Ecocity Builders wants to build cities ideal for Transition Towns and both proliferate the goals of On the Commons, where On the Commons is uniquely placed to initiate and co-create projects that bolster unified efforts. Clearly, these three organizations can work together to further their goals, share strategies and information, catalyze change and proliferate actionable solutions that just aren’t possible if their efforts remain fragmented. A Ecocity Builder representative informed me that Dr. Rob Hopkins, founder of Transition Network, co-founder Transition Town Totnes and blogger of Transition Culture, accepted an invitation to speak at the Ecocity World Summit in Nantes, France September 2013 and they are aware of each other’s presence and goals, but until a form of collective consciousness, shared intelligence and collaborative action is taken, they are bound to their niche with limited potential.

All 3 are working against wicked problems, or as Ecocity Builders put it, life-threatening global environmental problems, with slightly varied, yet ultimately similar visions, working within their unique niche, while they would greatly benefit one another through unified effort. On the Commons may be the leading independent initiative focused on collaboration, offering amplitude of information, resources and connections toward unification. Nevertheless, efforts to create communal living rich with sharing, proximity and a mix of forgotten and newfound innovative practices for social and environmental benefit that would thrive in a Transition Town designed by Ecocity Builders remain encapsulated and fragmented by market-based hyper-individualism. These 3 examples represent just a subset, while the possibilities for unified collaboration are legion.

In Conclusion

The current status quo will continue producing game-changers like these with visions of a world that’s near unattainable operating within its parameters. Rules need to be broken, sharing needs to manifest beyond segregated market parameters and action needs to be taken. To enter the world innumerable people are striving to reach, we need to begin testing widespread unification and shared resources.

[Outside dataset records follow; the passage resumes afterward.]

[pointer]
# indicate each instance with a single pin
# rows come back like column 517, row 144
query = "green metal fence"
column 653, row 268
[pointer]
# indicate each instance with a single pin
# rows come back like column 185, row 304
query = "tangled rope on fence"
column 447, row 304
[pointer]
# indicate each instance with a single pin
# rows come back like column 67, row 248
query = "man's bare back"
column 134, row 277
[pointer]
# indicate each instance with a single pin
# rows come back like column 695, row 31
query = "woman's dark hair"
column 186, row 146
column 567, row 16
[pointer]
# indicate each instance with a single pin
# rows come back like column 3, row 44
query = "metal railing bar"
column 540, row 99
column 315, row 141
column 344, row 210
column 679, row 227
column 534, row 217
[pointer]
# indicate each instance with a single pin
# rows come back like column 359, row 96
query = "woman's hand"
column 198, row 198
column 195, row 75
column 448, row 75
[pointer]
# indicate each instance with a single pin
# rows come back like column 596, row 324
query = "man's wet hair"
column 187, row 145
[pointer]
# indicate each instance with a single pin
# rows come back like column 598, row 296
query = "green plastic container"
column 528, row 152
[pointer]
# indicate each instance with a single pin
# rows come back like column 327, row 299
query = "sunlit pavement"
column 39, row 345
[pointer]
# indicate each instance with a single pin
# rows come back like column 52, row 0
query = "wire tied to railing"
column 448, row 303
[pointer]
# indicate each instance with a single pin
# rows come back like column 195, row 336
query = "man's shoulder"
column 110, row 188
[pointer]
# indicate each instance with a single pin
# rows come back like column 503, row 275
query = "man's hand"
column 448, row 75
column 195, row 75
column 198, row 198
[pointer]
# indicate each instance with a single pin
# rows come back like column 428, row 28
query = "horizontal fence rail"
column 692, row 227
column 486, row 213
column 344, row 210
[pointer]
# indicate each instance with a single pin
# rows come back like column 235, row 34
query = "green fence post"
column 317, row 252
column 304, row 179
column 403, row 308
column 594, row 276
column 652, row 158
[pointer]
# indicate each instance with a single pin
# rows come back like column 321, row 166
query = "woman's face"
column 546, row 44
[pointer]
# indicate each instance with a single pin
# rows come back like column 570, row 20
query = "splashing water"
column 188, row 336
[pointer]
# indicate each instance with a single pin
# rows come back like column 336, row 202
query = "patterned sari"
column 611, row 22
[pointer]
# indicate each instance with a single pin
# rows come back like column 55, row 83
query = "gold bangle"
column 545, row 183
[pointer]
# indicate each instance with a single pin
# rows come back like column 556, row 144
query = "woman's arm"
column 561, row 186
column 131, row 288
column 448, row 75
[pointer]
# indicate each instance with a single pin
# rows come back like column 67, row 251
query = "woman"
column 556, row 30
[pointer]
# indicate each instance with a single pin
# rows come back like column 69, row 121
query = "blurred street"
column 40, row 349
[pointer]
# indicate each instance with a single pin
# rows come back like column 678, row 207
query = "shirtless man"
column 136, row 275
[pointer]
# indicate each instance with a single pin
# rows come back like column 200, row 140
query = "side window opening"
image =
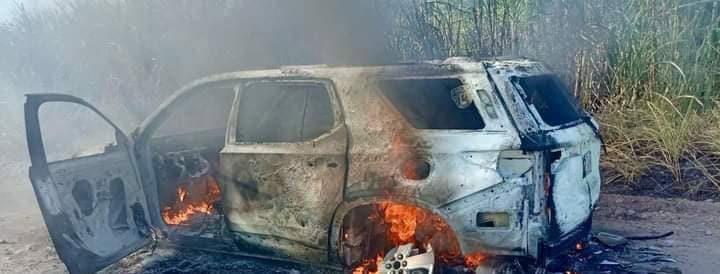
column 551, row 99
column 205, row 111
column 283, row 112
column 428, row 104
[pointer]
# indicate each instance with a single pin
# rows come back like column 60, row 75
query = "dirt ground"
column 25, row 247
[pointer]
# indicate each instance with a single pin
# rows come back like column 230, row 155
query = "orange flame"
column 474, row 260
column 408, row 224
column 192, row 199
column 369, row 266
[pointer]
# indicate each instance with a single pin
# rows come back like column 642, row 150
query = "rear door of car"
column 93, row 202
column 285, row 164
column 574, row 149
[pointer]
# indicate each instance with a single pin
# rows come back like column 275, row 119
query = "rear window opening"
column 428, row 104
column 551, row 99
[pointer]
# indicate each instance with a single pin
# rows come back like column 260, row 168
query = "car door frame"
column 72, row 248
column 338, row 131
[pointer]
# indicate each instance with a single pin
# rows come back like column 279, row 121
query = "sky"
column 7, row 6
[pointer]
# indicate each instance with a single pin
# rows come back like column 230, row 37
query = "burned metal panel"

If this sounds like hocus-pocus to you, it should–it is confusing and visionary. Understanding these principles brings a sense of contradiction as it implies that organizations function within the confines they’re trying to break, where they need to break those confines–to practice what they preach–in order to reach results. Somewhere between tangible solutions and unified collaboration lies a mystery–a mystery we need to solve through collective, shared intelligence and action. Whether initial alliances of collaboration form regionally or beyond, something needs to get the ball rolling.

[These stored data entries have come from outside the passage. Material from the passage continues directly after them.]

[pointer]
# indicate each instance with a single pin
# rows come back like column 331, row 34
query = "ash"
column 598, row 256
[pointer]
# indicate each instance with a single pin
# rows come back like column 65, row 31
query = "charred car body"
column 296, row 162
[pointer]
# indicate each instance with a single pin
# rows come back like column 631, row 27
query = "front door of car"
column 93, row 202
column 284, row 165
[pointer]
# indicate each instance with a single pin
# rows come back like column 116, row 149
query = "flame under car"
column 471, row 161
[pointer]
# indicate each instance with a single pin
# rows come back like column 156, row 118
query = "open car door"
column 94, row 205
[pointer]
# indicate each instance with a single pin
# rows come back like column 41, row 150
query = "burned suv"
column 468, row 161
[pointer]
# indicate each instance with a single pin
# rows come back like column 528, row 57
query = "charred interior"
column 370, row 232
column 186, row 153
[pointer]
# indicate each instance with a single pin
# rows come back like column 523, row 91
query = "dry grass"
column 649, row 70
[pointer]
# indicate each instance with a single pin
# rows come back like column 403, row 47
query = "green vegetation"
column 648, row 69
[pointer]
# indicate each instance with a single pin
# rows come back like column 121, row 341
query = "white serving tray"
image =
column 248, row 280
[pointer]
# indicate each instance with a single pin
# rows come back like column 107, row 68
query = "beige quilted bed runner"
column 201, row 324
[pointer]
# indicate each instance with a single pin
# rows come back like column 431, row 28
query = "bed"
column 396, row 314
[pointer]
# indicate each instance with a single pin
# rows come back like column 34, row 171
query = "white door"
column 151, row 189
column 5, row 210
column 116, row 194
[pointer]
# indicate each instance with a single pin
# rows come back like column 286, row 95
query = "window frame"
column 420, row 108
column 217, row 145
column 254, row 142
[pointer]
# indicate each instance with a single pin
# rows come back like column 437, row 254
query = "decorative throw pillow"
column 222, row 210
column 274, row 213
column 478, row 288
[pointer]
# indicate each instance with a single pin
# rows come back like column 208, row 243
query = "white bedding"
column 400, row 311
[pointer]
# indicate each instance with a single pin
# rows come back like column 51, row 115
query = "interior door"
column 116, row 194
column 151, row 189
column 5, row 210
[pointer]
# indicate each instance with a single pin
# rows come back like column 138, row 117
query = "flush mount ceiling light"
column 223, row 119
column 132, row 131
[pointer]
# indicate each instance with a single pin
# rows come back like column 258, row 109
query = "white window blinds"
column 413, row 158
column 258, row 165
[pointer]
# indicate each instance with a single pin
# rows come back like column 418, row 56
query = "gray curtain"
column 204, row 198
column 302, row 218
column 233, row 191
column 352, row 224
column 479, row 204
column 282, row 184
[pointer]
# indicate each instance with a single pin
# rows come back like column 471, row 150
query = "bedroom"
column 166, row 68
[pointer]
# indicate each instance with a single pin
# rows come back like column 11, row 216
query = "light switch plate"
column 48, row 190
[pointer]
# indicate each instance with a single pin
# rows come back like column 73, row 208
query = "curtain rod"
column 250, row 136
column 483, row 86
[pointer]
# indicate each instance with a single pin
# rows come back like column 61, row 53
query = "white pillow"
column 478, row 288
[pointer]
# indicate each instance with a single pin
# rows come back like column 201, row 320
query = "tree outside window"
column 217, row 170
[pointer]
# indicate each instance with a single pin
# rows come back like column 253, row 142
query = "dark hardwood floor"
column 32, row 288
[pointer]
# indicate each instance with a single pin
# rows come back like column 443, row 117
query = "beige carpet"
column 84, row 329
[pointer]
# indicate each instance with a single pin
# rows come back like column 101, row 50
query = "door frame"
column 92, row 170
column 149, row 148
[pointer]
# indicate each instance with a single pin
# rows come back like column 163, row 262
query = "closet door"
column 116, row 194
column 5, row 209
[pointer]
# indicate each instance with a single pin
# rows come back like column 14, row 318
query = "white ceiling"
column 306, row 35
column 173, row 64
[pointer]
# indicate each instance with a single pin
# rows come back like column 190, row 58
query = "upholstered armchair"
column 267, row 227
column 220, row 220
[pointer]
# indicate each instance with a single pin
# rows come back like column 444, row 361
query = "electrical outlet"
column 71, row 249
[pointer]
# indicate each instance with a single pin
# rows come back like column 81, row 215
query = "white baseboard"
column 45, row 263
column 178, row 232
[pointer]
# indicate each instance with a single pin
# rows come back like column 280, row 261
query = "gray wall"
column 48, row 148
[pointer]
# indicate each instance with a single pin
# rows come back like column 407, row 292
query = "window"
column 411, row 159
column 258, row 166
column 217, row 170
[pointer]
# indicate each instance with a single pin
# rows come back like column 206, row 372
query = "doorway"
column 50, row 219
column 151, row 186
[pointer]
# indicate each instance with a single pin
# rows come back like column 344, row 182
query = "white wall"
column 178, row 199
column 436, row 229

Moving past the status quo, past industrialism, competition, consumption and capitalism, really is a wicked, complex problem. This, however, is part of what makes it so elegant. Within the confusion an outstanding number of people worldwide have stepped up in the face of tradition and expectation to stand up for what they see is right. Through their actions countless groups have formed and we’ve seen the rise of historic growth in social and environmental consciousness manifest. As writer and marketing guru Seth Godin might put it, today working toward change in a fragmented fashion is the always and we need to do the never. Here, the never is breaking a pattern of segregated pursuit that has become the always initiative of change and stir things up to unify into one living, breathing system of change.

“It is a paradoxical but profoundly true and important principle of life that the most likely way to reach a goal is to be aiming not at that goal itself but at some more ambitious goal beyond it.”